Bitcoin’s mining difficulty represents a number which regulates the overall time that miners must include new blocks to the blockchain. Historically, however, there’s somewhat of a pattern that might show a specific correlation between difficulty adjustments and the performance of Bitcoin in terms of price, and we might be on the verge of another bull run.
Next Bitcoin Difficulty Adjustment Coming On November 21st
When it comes to Bitcoin’s mining difficulty, its value is updated on a biweekly manner. This is carried out to guarantee that the average time that it takes to add a new block to the network is kept at 10 minutes.
This is best visualized by prominent analyst PlanB who has recently shared a historical chart on the matter.
9 years of #bitcoin difficulty adjustment: like clockwork pic.twitter.com/VEOBBw2OeZ
— PlanB (@100trillionUSD) November 12, 2019
According to the analyst, the next difficulty adjustment is scheduled for November 21st, and it’s going supposed to be a positive one (+4%), which is marked with a red dot on the chart above. It will follow a blue dot which, which represents a negative adjustment, and it’s curious to see what this means for the price of Bitcoin.
Now, it’s important to note that the adjustments are carried out when 2016 new blocks are added to the network. Depending on whether or not the time required to mine those blocks is more or less than two weeks, the difficulty is being either lowered or increased.
As mentioned, the next adjustment is expected to be a positive one, and it will follow the current change, which was negative, and a blue dot marked it. On the chart, we can see that this happened four times before – in January 2013 and 2015, in August 2016, and in December 2018.

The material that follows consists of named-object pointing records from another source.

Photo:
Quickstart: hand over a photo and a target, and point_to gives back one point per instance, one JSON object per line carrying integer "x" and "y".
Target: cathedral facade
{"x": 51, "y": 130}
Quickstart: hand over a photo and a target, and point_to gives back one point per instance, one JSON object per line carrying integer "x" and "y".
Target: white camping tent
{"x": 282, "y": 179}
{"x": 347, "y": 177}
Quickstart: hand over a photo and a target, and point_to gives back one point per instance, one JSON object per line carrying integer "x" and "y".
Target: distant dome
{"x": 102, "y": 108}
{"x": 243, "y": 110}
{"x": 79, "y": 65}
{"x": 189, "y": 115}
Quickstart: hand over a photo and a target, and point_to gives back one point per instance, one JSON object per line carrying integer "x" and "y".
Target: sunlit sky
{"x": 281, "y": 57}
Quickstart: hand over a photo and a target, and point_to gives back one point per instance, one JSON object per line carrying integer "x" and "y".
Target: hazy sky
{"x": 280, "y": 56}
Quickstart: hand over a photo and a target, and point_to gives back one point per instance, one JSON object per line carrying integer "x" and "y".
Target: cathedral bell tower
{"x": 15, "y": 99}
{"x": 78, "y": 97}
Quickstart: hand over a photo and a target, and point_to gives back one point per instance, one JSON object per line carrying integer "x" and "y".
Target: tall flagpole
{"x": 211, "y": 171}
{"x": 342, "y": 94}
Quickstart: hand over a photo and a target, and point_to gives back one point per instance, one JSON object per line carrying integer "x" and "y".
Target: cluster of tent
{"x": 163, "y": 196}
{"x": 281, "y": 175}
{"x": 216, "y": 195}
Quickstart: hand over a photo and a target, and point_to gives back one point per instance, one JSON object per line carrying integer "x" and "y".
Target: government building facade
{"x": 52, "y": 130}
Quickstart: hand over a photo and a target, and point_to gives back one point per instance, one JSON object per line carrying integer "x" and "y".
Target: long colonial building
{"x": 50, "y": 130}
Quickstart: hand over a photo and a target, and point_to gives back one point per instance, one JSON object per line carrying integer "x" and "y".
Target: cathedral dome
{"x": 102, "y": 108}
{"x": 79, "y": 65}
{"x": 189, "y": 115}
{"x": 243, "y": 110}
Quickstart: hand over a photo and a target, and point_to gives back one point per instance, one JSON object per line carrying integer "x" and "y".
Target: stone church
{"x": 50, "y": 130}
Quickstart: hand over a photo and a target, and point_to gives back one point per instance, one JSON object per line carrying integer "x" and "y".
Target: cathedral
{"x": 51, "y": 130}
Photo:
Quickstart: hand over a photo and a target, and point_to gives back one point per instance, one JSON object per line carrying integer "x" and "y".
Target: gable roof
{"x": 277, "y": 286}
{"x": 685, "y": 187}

Interestingly enough, the price has reacted positively each time this alignment takes place. In January 2013, it increased by around 53%. In January 2015, the price spiked with about 38% and pulled back after that. In August 2016, Bitcoin’s price increased by about 20%, and in December 2018, it moved from $3,200 towards the middle of the month to about $3,800 towards the end of it, which is an increase of about 18%.
While it’s true that past events shouldn’t be considered an indicator for future ones, if history does repeat itself, we might be in for a bullish 2020.
Bitcoin’s Stock To Flow Models
Another interesting thing to consider here is that Bitcoin’s halving is coming up in May 2020, and it brings forward one of the most important features of the cryptocurrency – its scarcity.
PlanB has more than once compared Bitcoin’s stock to flow model to that of gold and silver. He describes stock as the size of existing stockpiles or reserves and flows as the annual supply of Bitcoin on the market.
According to his ratio, Bitcoin might eventually come in line with gold and silver. The analyst has brought up a model that puts Bitcoin’s market cap at $1 trillion after the halving event, which suggests a price of $55,000 per BTC.